Rural Aboriginal and Torres Strait Islander health services have also felt the blow of MBS items being removed last year and not reinstated. In many remote Indigenous communities, internet access to engage in telehealth is limited. But still, about 50% of services have been done by video telehealth, said Dr Jason Agostino, epidemiologist and political adviser to National Aboriginal Community Controlled Health Organisation.
“The patients are actually coming into their local clinic and having a health worker or a nurse support them to access a remote specialist. And that’s largely unpaid work,” he said.
“It’s really important work, it’s actually really good evidence of team-based care, but for reasons that are difficult to understand funding changes are actually pulling back from the patient end support,” said Dr Agostino.
GP Dr Nathan Pinskier is owner of Onsite Doctor and former chair of the RACGP expert committee for eHealth & practice systems.

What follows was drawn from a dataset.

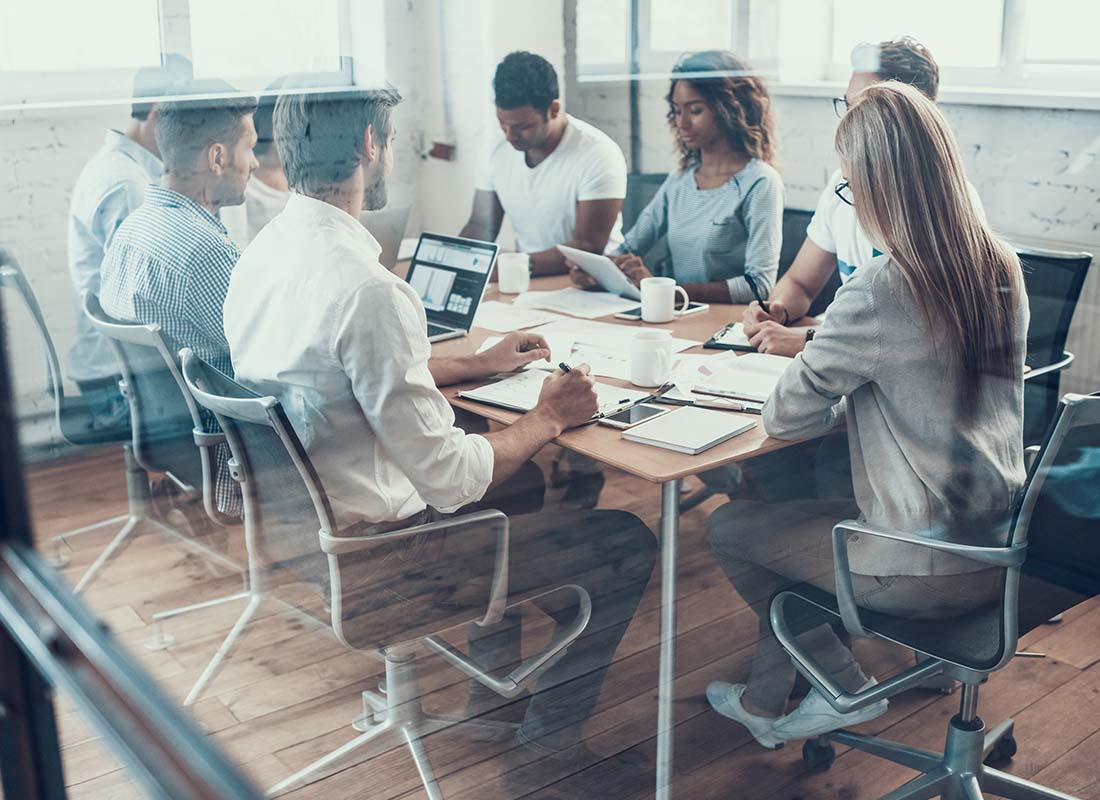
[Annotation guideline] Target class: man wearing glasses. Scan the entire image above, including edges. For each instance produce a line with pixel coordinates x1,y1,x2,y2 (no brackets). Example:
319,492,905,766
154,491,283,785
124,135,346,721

“Our whole system at the moment lacks health advocacy and support. Covid is highlighting that in big ways,” he said.
Dr Pinskier has lobbied hard against the recent MBS changes. He said that the Medicare Review processes do not appear to be as transparent or consultative with peak bodies as the Pharmaceutical Benefits Scheme processes are. He is also uncertain about the origins of the novel 30/20 rule.
The new 30/20 rule has also temporarily folded under lobbying pressure. It has been deferred and will be reinstated mid-year, at which time any doctor who has more than 30 telephone consultations in a day, for more than 20 days in a year, will be referred to the Professional Services Review.
“There was no consultation around the 30/20 rule, that I’m aware of. There was certainly no peer conversation. And whether it’s a good, bad or indifferent idea, I don’t know, because the evidence underpinning it is unclear.
One sugar cube to sweeten the ongoing changes by Department of Health is a new, but temporary, item number 93715 which compensates doctors for the protective equipment and systems required when attending face-to-face with covid positive patients.
Image-based prescribing was also thrown a lifeline at the end of last year due to the severity of the covid pandemic in parts of Australia. The program, due to end on 31 December 2021, has been extended to 31 March 2022.